The PGA Tour left Doral in 2016, ending a streak of pro events held annually on the legendary Dick Wilson course since 1962. No matter what comes next - a PGA Championship or a women's major perhaps? - the Blue Monster will always be a part of golf lore.
Redesign work by Gil Hanse in 2014 and 2015 has sharpened the Monster's teeth for the next generation to come. Hanse added more length, bunkers and a lot more water. The new lakes are especially evident at no. 15, a par 3 with a peninsula green, and no. 16, a great risk-reward, drivable par 4 for those who can carry the hazard. The watery stretch from no. 8 to no. 10 is incredibly nerve-wracking to play. With two par 5s, it tends to be the make-or-break moment in every round. Just ask Rory McIlroy, who rinsed his 3-iron, tossing it into the lake after a bad approach shot on no. 8 in 2015.
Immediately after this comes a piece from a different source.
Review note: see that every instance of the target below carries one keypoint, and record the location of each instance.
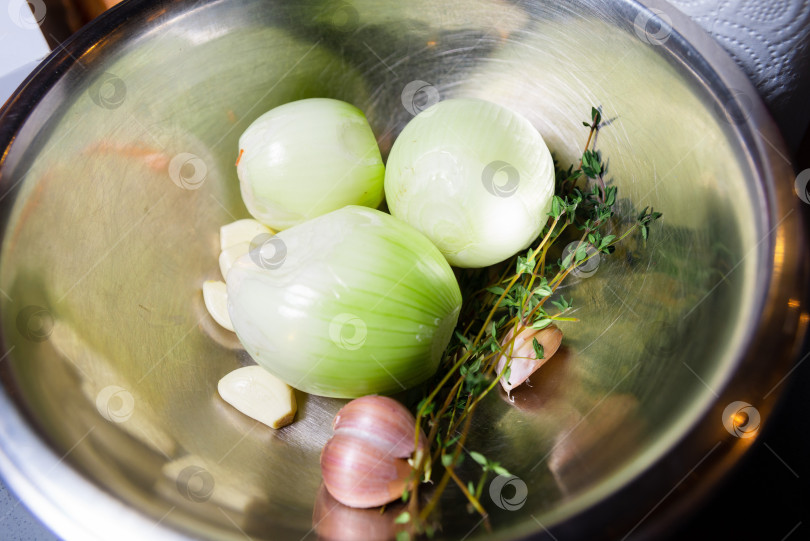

Hanse didn't dare tinker with the famous finishing hole, a par 4 named one of the scariest holes in golf by Golf Advisor. It's got triple bogey written all over it.
The Blue Monster remains one of the most expensive rounds in golf. It's money well spent, though, considering the impressive resort upgrades by Donald Trump since 2013 and the once-in-a-lifetime chance to slay the beast.